All I could find for you. When I was on Windows, we mainly used Sandboxie, DefenseWall, etc for sandboxing. I'd probably try to use Microsoft's EMET and XAX, too, if I was still on the platform.

  • 1
    Appreciate your time, and the link. Haven't seen that BH session before, and it sounds like a good review of Windows sandboxing issues. (BTW, if you ever develop for Windows again look into the new AppContainer sandboxing in Win 8 & 10 too. A neat advance.) I will def. give slides a look. Re. the question, I was sort of aiming for the idea of "What changed?" in JVM's sandboxing model with Java 8/51 vs. previous versions. Which I guess is tied up with "Does that change make Java's often-breached sandboxing any more secure?" The answers to those questions seem, strangely, very hard to find. Commented Sep 23, 2015 at 18:39
  • Regardless, it's best to not worry about it that much and just sandbox the whole thing with physical/virtual separation. A container or tiny OS + JVM in a VM should be acceptable. Might also run one like Jaos or an embedded JVM that doesn't use x86 to reduce odds shell-code will work. Just assume Oracle will get it wrong. Again. And again. And again. ;)
    – Nick P
    Commented Sep 23, 2015 at 22:57
  • 1
    Ain't that the truth. :) Commented Sep 25, 2015 at 5:18

So far as I can tell, that's all Oracle have released on it. It says it's only applicable to applets and web-start apps, which explains why there's so little information about it, since the browser plugin's the only part of Oracle Java that isn't open source these days. It looks like an attempt to shore up the applet sandbox using native Windows capabilities.

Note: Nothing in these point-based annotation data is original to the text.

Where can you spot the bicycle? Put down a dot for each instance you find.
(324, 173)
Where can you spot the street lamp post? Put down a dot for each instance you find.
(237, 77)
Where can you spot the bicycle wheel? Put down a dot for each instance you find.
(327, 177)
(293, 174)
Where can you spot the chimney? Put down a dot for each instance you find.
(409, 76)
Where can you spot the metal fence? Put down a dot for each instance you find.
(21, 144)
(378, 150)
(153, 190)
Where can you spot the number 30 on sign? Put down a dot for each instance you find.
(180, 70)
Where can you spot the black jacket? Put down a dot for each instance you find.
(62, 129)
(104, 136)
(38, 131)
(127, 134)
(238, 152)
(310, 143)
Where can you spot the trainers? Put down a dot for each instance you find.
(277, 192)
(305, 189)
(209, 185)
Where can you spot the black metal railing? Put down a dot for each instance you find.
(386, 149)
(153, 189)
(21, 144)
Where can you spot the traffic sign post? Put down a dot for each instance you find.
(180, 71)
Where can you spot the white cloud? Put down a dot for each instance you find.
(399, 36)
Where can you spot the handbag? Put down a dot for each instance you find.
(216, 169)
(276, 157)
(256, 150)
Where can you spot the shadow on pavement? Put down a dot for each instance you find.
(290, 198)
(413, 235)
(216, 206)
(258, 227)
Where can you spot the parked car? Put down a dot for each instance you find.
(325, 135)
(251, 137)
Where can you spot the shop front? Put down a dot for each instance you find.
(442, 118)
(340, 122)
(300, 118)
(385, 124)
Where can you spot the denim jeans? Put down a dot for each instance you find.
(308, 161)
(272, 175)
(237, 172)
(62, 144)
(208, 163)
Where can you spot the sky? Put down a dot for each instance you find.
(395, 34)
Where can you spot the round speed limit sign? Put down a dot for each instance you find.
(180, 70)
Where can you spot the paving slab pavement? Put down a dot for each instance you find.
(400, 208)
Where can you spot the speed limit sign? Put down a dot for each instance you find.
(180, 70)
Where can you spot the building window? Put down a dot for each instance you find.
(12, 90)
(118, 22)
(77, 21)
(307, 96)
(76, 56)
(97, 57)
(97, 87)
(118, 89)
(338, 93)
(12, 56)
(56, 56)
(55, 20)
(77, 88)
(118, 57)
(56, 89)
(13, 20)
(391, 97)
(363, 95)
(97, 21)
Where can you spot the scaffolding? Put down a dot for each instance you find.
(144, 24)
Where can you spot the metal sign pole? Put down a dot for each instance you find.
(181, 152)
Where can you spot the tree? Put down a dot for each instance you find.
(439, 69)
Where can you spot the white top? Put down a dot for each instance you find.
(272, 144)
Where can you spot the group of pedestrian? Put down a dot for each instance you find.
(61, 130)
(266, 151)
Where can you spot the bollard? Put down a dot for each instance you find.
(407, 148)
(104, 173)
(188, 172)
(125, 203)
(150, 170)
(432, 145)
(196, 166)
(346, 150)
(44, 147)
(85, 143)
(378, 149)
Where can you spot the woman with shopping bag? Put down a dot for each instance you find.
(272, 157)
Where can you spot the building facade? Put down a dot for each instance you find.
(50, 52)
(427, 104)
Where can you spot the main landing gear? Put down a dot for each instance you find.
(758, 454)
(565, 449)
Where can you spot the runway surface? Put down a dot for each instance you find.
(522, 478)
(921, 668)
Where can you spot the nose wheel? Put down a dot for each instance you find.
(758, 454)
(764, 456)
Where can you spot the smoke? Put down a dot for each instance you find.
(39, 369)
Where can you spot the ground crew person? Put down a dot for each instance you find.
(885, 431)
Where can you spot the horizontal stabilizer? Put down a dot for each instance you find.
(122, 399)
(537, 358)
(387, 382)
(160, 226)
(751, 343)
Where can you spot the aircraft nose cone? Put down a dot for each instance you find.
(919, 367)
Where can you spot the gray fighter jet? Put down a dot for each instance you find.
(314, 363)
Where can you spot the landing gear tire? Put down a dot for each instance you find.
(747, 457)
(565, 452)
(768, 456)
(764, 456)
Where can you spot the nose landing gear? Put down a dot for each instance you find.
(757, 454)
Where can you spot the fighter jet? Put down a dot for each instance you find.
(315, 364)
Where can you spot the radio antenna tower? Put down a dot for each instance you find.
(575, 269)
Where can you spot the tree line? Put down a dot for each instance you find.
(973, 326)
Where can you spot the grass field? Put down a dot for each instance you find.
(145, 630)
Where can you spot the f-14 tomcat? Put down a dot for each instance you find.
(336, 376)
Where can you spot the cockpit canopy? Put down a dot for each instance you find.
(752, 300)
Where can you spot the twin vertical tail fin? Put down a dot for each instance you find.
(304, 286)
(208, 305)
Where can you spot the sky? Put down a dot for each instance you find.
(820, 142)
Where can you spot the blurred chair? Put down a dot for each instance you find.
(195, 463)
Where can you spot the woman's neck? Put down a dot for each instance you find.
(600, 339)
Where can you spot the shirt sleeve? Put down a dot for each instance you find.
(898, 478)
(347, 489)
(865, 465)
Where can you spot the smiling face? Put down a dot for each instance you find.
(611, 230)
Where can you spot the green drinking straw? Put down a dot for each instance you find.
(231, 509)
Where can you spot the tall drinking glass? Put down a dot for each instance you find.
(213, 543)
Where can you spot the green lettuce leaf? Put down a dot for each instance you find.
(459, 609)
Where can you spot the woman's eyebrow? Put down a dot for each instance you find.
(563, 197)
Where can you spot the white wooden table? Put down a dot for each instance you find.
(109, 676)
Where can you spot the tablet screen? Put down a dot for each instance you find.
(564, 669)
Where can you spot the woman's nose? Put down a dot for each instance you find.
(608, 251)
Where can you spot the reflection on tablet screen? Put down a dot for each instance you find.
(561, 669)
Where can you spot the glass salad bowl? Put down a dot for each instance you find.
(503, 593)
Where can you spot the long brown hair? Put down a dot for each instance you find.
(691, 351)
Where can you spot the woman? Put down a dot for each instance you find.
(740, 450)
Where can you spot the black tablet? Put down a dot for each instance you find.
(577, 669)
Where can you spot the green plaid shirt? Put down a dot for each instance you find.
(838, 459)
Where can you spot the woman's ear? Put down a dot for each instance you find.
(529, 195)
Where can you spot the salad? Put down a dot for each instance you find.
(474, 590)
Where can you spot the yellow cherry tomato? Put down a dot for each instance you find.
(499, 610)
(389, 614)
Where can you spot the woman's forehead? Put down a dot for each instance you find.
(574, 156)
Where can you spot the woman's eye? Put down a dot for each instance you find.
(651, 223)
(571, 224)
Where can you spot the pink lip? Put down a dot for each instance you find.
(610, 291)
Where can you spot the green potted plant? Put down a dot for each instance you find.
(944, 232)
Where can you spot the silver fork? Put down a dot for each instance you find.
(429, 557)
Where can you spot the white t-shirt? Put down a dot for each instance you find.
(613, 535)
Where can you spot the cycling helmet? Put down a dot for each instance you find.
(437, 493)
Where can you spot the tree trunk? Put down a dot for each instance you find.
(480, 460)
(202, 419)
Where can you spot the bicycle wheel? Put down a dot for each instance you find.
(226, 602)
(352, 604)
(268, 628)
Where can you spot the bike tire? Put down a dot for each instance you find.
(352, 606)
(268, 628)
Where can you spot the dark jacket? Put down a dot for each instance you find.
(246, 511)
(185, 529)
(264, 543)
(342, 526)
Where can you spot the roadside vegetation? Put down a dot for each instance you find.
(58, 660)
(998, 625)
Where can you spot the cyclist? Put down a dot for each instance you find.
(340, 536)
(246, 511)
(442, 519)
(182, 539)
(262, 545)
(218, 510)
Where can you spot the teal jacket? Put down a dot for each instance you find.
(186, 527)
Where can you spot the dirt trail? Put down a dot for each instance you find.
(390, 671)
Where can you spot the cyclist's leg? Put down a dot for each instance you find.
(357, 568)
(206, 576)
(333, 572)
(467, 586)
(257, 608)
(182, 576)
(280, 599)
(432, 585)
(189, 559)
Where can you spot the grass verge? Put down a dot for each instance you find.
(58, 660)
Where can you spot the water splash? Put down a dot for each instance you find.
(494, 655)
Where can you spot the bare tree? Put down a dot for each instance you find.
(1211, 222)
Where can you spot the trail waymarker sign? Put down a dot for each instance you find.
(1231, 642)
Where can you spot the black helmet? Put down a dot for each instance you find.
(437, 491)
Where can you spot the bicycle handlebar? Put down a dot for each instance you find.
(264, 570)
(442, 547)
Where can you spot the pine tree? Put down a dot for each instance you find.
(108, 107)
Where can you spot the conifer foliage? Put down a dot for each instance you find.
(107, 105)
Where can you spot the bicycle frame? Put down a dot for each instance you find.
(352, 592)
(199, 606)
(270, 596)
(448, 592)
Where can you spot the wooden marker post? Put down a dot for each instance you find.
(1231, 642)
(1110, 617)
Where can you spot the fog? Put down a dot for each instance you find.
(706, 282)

It shouldn't have any impact on other Java uses, such as desktop and server applications, even if they use a SecurityManager, since the code appears to be confined to the browser plugin.

  • Yeah, I'm increasingly coming to the conclusion myself that there's just not enough information out there yet to say with any certainty how actually this uses Windows's "native sandboxing" capabilities. Which, of course, would make all the difference in whether enabling the feature could mean a huge improvement in the sandboxing effectiveness of the JVM, no real significant improvement at all, or something in between. Which, in turn, will control whether this new thing results in any real improvement to what's still one of the biggest security-headache causing products out there. Commented Sep 25, 2015 at 18:24
  • Oh, I should add that I agree that whatever "restricted environment'' in Windows this does use, from the release notes it looks like server & desktop out-of-browser applications don't get run within it. I think. Commented Sep 25, 2015 at 18:30
  • I'm almost certain that desktop and server apps aren't affected by it. I grepped the OpenJDK source for those config parameters, and found nothing, so unless it's part of the special sauce that Oracle adds to OpenJDK when compiling to Oracle JDK, it wouldn't affect anything but the browser plugin.